Description

Arguably, the backbone of GenOO is the Region role that corresponds to an area on a reference sequence. It requires other classes that consume it, to implement specific attributes such as the strand, rname (reference name), start, stop and copy_number. This role is consumed by several other classes within the framework and provides common grounds for code integration. Extending this approach, the GenomicRegion class consumes Region and additionally sets the constraint that the reference sequence has to be a particular chromosome. The GenomicRegion serves as the base for the representation of advanced genomic elements such as the genes, gene transcripts, 5'UTRs, non-coding RNAs and others.

Details

Gene

A Gene, in essence, is defined as a set of Transcript objects which also must share some positional overlap.

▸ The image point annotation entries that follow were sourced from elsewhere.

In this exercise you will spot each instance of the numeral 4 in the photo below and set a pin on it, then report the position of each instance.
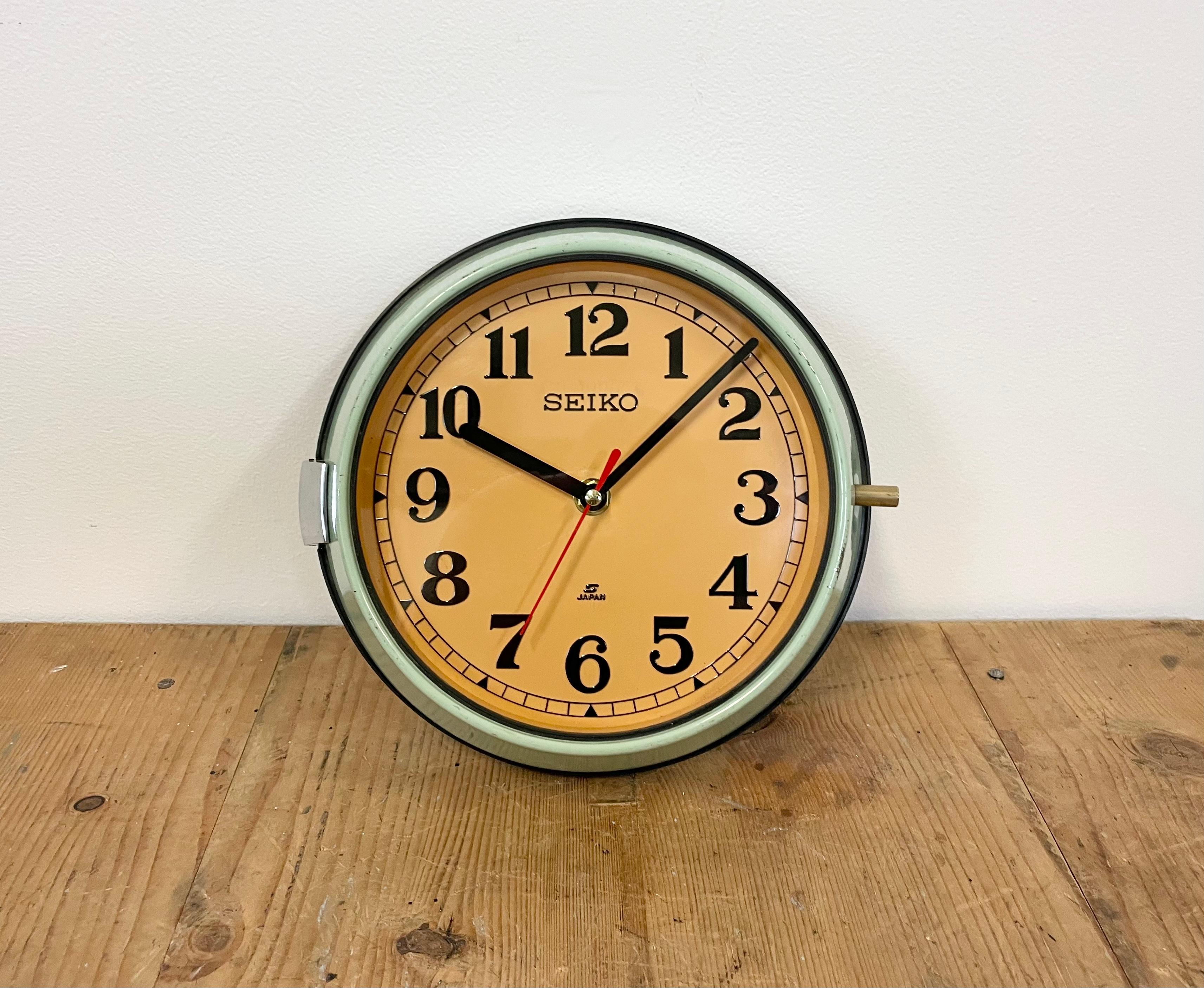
(740, 593)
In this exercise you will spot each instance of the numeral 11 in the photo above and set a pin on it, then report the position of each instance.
(520, 355)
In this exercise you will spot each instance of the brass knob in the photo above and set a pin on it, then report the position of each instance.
(876, 496)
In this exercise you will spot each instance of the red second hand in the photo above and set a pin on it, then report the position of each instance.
(599, 486)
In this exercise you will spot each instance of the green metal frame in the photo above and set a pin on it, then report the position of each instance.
(616, 240)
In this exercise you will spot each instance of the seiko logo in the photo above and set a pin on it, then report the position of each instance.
(590, 402)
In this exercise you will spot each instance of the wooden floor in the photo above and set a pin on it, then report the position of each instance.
(252, 807)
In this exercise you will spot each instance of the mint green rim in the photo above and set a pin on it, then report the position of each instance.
(616, 241)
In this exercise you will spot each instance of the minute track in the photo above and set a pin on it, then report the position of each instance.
(511, 691)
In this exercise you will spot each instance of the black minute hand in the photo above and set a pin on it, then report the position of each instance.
(523, 461)
(687, 406)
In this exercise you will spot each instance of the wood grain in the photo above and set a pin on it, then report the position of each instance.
(152, 720)
(1106, 721)
(874, 831)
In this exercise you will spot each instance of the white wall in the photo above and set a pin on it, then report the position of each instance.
(992, 213)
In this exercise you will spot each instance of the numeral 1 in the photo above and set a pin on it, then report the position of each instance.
(676, 373)
(520, 355)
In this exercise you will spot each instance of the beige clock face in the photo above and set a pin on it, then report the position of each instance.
(679, 587)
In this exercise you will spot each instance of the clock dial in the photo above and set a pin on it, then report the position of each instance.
(480, 453)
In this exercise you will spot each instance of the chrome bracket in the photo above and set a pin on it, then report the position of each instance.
(313, 503)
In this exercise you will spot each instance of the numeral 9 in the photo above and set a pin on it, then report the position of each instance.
(440, 498)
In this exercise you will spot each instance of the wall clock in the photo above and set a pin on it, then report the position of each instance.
(590, 496)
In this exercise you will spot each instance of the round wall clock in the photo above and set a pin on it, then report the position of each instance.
(591, 496)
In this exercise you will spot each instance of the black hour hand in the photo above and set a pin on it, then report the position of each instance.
(523, 461)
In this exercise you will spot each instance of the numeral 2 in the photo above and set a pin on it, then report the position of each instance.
(577, 330)
(752, 409)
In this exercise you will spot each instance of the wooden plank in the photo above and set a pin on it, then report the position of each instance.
(153, 721)
(1106, 721)
(873, 832)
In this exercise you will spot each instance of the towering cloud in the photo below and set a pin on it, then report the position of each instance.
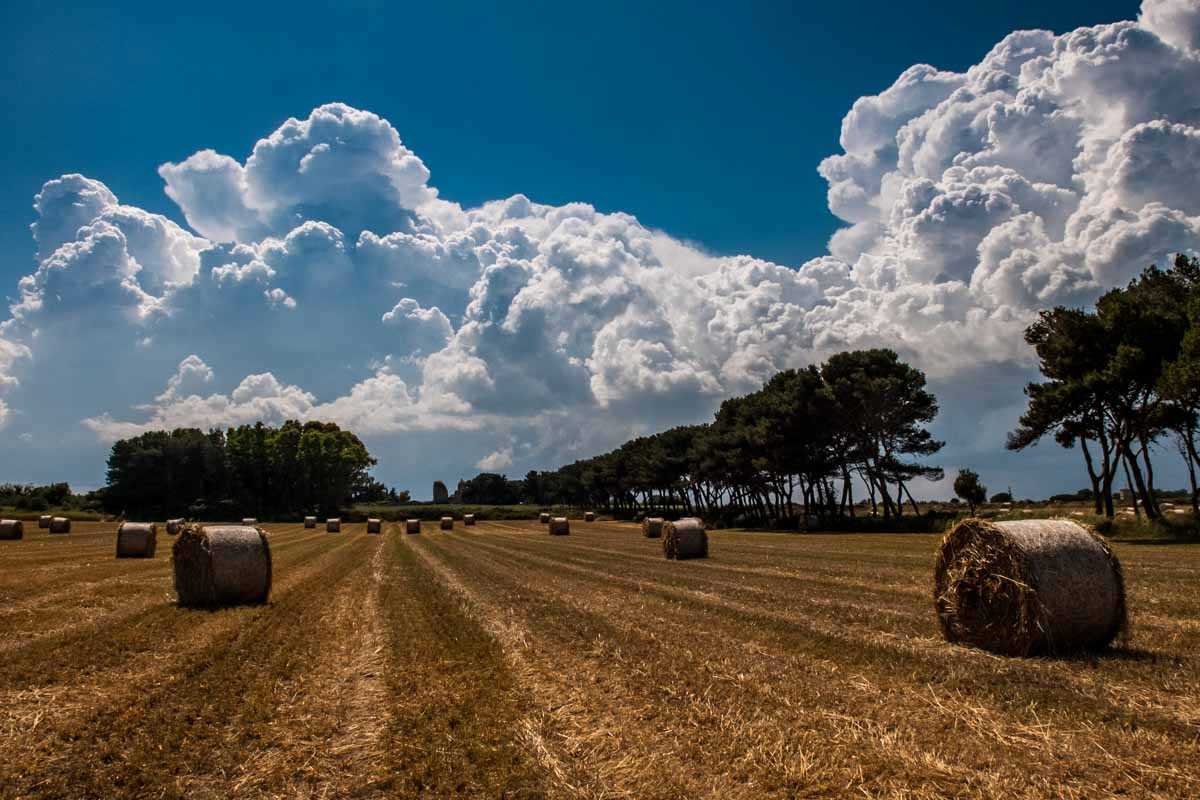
(328, 278)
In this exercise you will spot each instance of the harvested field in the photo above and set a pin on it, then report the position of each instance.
(504, 662)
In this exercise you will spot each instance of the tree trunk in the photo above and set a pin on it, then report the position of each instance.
(1097, 500)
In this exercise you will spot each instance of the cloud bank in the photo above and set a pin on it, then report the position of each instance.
(325, 277)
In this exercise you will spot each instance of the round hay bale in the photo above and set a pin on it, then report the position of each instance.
(137, 540)
(685, 539)
(652, 527)
(1031, 587)
(222, 565)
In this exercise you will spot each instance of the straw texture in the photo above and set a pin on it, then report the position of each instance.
(222, 565)
(137, 540)
(685, 539)
(1032, 587)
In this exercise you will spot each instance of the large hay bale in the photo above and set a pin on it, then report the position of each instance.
(1029, 587)
(222, 565)
(652, 527)
(137, 540)
(685, 539)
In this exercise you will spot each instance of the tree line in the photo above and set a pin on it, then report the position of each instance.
(803, 444)
(251, 469)
(1121, 383)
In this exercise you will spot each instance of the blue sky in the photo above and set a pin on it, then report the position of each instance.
(382, 274)
(707, 122)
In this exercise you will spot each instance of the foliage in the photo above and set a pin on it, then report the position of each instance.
(251, 469)
(784, 453)
(967, 486)
(1119, 379)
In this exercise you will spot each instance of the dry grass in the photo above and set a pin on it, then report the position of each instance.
(502, 663)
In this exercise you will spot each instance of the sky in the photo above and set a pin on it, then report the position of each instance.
(507, 238)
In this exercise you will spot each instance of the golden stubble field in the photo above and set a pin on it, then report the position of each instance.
(501, 662)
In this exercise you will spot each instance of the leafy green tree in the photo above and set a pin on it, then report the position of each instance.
(969, 488)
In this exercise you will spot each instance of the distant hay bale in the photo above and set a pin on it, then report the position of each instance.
(137, 540)
(685, 539)
(222, 565)
(652, 527)
(1031, 587)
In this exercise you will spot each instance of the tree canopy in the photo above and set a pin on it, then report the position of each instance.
(1119, 379)
(250, 469)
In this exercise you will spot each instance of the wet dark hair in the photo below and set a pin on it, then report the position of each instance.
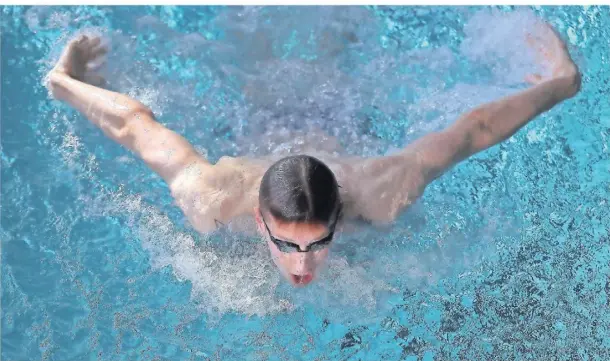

According to recent annotations and contrary to common conception, genes cannot be divided into protein coding and non-coding ones. Instead, and possibly more correctly even in biological terms, a user can ask if a gene has coding potential or not. In this case a gene will scan through its assigned transcripts and check if there are any coding ones or not.

Given the above gene definition, it is perhaps surprising that a gene extends the GenomicRegion class. However, this should not be the case as a gene object can extract positional information from its assigned transcripts. For example, the start position of a gene is defined as the smaller start position of its transcripts. Similarly, its strand is defined as the strand of its transcripts which by the way must be the same for all its transcripts.

Transcript / Isoform

The Transcript class corresponds to a gene transcript/isoform and can be an independent object or more commonly belong to a Gene object.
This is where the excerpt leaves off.